Erhard Milch leads Luftwaffe assault on Norway

Erhard Milch addresses Luftwaffe pilots in Norway, 23rd April 1940

Erhard Milch had commanded a fighter squadron in the First World War even though he was not a pilot himself. After the war he had several roles in the development of the German aircraft industry and was a founding director of Lufthansa, the national German airline. When the Nazi’s came to power he played a key role in the rapid expansion of the Luftwaffe and was a close associate of Goering.

He came under investigation by the Gestapo because his father, Anton Milch, was a Jew. However his mother swore an affidavit that her husband was not the father of any of her children, and Erhard was able to obtain a German Blood Certificate, required by Nazi race laws to continue in State related employment. He was assisted by Goering who famously declared “I decide who is a Jew”. Subsequent research has revealed that Milch’s mother was herself a Jew, making it very likely that Milch was himself wholly Jewish. In only slightly different circumstances the Nazi regime that he served would have been fatal to Milch.

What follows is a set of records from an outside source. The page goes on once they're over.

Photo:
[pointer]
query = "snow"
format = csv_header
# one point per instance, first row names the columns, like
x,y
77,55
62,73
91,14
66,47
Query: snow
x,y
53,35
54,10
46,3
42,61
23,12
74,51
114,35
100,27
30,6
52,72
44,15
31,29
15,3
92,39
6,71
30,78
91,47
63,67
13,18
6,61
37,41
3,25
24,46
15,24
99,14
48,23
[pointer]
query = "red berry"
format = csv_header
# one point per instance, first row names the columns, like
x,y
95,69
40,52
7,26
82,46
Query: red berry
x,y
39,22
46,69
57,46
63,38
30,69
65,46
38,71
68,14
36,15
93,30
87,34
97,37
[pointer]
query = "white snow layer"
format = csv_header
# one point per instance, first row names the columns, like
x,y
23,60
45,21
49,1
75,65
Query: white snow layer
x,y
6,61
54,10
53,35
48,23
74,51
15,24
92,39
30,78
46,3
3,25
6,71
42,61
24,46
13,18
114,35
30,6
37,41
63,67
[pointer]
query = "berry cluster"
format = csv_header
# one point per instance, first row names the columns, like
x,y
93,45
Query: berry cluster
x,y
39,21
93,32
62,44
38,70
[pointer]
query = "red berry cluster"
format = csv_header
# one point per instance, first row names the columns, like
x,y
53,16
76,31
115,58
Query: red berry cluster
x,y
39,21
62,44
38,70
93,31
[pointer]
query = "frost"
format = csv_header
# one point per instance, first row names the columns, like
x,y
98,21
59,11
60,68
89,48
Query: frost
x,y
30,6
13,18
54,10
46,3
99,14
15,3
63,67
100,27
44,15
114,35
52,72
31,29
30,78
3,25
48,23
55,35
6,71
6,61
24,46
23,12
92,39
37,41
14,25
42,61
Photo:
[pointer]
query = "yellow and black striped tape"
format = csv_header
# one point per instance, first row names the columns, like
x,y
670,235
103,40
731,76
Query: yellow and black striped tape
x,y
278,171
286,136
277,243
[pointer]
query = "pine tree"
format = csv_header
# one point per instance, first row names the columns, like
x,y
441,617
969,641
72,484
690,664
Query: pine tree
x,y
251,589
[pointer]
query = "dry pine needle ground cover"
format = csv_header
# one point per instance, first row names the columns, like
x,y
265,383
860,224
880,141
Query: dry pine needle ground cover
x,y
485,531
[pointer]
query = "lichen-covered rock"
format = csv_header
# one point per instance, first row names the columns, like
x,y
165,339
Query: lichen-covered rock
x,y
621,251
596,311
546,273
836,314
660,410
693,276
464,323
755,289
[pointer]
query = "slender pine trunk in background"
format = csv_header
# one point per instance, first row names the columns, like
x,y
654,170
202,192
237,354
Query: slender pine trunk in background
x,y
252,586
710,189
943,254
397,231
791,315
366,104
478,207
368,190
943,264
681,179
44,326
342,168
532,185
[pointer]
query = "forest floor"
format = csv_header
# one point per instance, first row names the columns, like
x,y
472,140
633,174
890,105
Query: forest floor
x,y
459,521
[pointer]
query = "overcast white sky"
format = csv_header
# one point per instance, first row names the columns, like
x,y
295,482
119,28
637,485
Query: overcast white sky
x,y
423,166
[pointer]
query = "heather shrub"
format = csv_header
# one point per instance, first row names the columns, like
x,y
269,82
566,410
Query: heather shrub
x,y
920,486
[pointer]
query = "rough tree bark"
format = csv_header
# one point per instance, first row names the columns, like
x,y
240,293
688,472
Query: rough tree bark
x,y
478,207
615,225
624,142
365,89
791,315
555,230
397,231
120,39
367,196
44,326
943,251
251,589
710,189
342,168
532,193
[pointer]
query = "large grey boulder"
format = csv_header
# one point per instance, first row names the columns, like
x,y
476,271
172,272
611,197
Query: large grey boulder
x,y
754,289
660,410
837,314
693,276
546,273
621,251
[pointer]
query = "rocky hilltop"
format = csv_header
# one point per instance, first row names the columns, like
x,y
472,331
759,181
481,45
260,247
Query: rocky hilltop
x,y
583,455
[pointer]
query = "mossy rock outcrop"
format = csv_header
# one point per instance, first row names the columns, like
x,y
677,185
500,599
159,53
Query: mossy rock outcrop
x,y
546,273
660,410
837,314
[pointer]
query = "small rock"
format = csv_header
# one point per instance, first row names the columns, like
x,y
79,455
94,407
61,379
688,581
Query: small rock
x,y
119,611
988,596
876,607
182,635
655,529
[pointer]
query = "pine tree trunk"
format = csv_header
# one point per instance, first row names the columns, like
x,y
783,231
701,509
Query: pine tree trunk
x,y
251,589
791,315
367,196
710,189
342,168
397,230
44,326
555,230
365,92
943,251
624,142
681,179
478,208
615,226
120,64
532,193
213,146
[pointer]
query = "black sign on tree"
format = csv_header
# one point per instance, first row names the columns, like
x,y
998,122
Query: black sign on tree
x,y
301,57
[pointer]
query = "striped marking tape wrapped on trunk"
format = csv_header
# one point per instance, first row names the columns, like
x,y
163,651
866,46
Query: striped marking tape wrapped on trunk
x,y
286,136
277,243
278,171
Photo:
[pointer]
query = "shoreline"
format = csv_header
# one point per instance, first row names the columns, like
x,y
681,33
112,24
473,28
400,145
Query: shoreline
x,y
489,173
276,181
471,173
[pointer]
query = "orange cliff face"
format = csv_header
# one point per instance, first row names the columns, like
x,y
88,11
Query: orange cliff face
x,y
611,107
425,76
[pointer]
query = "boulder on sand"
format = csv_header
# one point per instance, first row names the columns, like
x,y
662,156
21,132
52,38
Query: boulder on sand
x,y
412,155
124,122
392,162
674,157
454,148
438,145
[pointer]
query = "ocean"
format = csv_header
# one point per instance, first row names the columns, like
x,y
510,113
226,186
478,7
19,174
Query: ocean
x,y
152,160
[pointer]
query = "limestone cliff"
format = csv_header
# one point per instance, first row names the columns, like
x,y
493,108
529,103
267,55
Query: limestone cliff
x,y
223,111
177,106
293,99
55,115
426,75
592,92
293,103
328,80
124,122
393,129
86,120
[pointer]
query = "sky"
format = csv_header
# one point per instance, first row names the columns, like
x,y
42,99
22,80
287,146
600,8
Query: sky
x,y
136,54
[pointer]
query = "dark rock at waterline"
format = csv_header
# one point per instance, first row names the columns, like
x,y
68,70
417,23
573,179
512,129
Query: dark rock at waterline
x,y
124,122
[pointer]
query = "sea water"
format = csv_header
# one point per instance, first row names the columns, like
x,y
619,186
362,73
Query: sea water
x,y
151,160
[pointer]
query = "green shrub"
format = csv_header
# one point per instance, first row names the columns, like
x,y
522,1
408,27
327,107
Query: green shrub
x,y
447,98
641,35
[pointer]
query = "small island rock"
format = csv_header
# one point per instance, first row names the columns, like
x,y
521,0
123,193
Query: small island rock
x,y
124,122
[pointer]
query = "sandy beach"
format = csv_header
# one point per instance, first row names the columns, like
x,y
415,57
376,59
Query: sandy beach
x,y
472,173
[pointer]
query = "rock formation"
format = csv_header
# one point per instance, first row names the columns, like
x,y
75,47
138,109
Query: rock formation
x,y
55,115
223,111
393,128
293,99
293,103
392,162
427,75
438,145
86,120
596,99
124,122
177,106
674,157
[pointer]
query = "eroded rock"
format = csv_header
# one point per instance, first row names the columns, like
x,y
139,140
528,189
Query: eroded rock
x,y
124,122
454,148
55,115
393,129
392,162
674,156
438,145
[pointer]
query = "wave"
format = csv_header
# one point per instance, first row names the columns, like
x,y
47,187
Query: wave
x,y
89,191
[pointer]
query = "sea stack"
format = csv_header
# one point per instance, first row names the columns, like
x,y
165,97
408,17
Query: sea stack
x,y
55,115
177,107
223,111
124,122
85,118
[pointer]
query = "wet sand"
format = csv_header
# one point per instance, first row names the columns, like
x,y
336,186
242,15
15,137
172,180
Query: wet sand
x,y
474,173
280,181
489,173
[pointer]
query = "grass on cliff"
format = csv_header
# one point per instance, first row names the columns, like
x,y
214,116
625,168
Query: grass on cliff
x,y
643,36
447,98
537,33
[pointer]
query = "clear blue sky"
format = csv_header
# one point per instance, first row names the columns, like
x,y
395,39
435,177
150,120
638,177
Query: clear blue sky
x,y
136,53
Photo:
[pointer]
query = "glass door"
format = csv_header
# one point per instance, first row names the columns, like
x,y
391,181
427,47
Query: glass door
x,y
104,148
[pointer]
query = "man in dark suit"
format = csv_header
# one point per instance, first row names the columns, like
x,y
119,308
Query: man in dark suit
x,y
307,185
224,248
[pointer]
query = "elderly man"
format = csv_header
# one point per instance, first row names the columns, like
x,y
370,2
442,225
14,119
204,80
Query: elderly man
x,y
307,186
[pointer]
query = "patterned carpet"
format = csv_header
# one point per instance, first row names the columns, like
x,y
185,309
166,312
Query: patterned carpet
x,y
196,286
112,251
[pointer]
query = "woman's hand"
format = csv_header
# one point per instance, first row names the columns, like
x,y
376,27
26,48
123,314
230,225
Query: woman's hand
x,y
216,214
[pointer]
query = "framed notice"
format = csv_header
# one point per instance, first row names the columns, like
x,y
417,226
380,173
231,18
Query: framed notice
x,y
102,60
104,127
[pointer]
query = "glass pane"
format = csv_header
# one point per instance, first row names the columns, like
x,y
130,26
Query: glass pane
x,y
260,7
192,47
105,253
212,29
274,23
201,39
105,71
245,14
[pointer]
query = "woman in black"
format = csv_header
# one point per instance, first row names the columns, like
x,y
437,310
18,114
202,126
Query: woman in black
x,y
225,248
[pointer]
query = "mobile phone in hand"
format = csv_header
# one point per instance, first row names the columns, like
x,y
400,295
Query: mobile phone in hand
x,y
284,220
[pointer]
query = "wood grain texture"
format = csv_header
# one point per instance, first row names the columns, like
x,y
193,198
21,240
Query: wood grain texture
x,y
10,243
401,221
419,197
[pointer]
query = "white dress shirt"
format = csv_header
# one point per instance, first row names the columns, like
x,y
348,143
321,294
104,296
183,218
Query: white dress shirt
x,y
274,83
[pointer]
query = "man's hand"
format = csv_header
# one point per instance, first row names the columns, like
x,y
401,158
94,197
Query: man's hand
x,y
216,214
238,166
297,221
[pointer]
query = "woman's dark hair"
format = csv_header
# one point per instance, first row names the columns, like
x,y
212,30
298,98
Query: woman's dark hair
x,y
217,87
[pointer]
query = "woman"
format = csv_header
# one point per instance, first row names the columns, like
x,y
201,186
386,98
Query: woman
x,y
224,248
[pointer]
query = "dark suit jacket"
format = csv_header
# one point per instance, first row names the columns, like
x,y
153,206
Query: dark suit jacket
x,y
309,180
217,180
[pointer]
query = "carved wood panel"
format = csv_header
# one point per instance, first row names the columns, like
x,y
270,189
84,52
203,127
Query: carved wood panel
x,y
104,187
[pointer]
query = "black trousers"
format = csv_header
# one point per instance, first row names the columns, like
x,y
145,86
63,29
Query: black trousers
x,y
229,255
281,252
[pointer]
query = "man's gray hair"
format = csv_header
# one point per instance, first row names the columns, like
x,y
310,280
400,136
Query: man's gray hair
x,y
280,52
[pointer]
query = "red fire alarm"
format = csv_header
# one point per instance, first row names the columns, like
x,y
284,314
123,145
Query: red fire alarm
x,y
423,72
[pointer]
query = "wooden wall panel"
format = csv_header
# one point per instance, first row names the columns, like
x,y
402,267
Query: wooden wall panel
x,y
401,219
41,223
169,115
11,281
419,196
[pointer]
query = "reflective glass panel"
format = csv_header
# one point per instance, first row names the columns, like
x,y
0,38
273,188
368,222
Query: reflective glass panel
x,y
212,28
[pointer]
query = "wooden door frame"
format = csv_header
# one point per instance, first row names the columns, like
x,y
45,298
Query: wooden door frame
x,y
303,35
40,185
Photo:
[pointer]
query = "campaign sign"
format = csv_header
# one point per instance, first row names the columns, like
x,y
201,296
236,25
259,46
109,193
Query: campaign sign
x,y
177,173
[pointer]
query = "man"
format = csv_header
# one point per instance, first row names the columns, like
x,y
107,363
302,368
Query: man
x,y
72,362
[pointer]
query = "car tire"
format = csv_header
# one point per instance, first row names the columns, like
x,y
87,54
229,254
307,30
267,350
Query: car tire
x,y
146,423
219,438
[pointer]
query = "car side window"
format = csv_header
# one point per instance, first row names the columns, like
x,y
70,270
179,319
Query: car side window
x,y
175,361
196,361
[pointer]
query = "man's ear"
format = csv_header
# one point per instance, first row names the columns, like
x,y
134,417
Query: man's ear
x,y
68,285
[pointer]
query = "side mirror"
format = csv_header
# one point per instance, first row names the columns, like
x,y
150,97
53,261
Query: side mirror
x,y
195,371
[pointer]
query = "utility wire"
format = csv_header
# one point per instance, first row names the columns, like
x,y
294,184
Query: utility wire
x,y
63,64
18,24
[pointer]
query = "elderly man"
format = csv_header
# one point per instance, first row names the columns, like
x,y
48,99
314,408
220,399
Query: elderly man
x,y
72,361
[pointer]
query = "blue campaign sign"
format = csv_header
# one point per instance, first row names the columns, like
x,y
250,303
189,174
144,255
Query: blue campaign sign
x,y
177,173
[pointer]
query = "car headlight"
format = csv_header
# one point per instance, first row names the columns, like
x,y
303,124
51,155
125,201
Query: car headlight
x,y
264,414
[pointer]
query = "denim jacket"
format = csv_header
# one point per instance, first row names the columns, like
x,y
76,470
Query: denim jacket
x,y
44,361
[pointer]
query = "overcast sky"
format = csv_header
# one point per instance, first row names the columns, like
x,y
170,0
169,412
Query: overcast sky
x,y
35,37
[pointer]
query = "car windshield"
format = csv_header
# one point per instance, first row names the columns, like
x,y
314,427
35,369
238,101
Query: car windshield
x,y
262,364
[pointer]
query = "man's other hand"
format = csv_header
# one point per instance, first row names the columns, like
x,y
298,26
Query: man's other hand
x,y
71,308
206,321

Milch’s only operational role during the War was as General commanding Luftflotte 5 during the invasion of Norway. He proved himself a capable leader in a theatre where the Luftwaffe made a very significant contribution to the German success. Bombers, particularly dive bombers, provided crucial support to the German land forces as well as making it very hazardous for the British and French ships to operate close in shore or to land troops and munitions. The Luftwaffe also made use of troop transport planes to rapidly re-inforce their positions when needed – when the German forces intending to occupy Oslo were halted by the sinking of the Blucher, it was airborne troops that succeeded in seizing control of the capital.

Aerial view of German occupied airport with many German planes

Fornebu Airfield, Oslo under Luftwaffe control.